GD_iteration! (generic function with 1 method)

#### ``GD_solver``
Now we are in a position to write the main solver function named ``GD_solver`` that will be used by the end user. Internally, this function will take the problem information and the problem setting, and then it will

* create the initial state,
* keep updating the state using ``GD_iteration!`` function until we reach the termination criterion or the maximum number of iterations,
* print state of the algorithm if ``verbose`` is ``true`` at the specified frequency, and 
* return the final state.

In [9]:
## The solver function

function GD_solver(problem::GD_problem, setting::GD_setting)
    
    # this is the function that the end user will use to solve a particular problem, internally it is using the previously defined types and functions to run Gradient Descent Scheme
    # create the intial state
    state = GD_state(problem::GD_problem)
    
    ## time to run the loop
    while  (state.n < setting.maxit) & (norm(state.∇f_x, Inf) > setting.tol)
        # compute a new state
        state =  GD_iteration!(problem, state)
        # print information if verbose = true
        if setting.verbose == true
            if mod(state.n, setting.freq) == 0
                @info "iteration = $(state.n) |  
                obj val = $(problem.f(state.x)) | 
                gradient norm = $(norm(state.∇f_x, Inf))"
            end
        end
    end
    
    # print information regarding the final state
    
    @info "final iteration = $(state.n) | 
    final obj val = $(problem.f(state.x)) | 
    final gradient norm = $(norm(state.∇f_x, Inf))"
    return state
    
end

GD_solver (generic function with 1 method)

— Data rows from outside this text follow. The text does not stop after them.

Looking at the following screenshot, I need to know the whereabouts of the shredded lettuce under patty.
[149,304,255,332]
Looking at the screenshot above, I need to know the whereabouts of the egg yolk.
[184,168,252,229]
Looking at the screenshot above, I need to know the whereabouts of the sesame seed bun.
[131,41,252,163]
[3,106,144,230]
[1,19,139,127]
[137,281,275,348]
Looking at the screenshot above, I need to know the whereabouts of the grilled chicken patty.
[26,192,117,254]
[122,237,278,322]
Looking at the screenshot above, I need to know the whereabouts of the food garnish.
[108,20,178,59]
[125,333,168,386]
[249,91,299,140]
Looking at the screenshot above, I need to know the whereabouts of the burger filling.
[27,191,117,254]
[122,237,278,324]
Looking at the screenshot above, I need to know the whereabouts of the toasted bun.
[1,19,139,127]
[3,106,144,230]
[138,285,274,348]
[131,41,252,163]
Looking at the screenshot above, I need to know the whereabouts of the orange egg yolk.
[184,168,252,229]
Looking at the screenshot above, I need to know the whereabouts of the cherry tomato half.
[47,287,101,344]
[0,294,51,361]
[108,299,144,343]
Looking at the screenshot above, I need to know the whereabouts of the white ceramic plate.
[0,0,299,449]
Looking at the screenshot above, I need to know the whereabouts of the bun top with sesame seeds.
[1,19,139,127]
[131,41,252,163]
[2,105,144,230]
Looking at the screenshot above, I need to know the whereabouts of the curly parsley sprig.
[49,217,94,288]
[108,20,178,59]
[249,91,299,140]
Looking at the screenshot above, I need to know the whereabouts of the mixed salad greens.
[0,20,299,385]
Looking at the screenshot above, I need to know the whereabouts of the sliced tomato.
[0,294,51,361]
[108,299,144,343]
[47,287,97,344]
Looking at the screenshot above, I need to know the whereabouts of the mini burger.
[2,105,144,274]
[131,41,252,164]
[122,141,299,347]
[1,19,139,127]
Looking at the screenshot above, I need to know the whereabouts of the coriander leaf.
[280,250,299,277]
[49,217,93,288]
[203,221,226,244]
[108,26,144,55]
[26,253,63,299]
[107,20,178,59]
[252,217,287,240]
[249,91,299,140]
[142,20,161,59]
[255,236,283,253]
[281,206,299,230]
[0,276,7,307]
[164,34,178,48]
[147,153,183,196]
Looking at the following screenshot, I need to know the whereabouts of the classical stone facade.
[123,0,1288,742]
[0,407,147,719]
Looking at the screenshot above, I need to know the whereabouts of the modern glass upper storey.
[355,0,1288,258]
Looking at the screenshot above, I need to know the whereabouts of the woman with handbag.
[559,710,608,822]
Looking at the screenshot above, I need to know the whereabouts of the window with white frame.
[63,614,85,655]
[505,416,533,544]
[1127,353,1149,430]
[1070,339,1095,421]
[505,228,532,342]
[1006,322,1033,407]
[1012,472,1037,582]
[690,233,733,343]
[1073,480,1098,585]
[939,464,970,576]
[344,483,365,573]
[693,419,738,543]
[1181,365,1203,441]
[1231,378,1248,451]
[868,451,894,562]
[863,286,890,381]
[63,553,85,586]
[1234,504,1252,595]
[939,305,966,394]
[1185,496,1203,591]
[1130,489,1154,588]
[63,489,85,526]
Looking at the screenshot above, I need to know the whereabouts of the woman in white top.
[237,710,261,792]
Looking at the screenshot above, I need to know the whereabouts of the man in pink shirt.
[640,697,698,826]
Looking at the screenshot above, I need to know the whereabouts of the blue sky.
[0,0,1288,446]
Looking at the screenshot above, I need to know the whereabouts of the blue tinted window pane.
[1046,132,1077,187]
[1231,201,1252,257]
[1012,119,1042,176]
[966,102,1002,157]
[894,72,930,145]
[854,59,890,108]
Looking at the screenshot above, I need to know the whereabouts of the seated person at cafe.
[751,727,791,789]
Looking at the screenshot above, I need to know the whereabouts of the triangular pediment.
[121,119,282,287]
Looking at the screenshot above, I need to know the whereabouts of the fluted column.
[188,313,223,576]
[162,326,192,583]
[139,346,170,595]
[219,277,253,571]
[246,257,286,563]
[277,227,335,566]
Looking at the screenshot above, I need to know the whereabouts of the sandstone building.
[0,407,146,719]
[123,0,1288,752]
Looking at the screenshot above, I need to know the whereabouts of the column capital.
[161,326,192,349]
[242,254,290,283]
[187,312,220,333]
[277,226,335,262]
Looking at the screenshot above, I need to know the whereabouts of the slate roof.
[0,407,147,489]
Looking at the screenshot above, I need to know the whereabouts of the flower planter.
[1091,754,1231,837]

**Usage of ``GD_solver``.** For the previously created ``problem`` and ``setting``, we run our ``GD_solver`` function as follows.


In [10]:
# The following function will run the entire loop over the struct GradientDescent

In [11]:
final_state_GD = GD_solver(problem, setting)

┌ Info: final iteration = 18 | 
│     final obj val = 1.8840226555101893 | 
│     final gradient norm = 0.0017729146193610212
└ @ Main In[9]:25


GD_state([-0.40875893212646097, 0.5866586203422339, 0.18948627216649985, 0.27917741589861966, -0.48461136196842236], [-0.0016798892487610573, 0.0011736858771698166, -0.001489579860942003, -0.0017729146193610212, 0.0005631929687850423], 0.05555555555555555, 18)

In [12]:
println("objective value found by our gradient descent $(f(final_state_GD.x))")

println("real objective value $(f(pinv(A)*b)) ")

objective value found by our gradient descent 1.8840226555101893
real objective value 1.8840206671818387 


So, we do decent in terms of finding a good solution!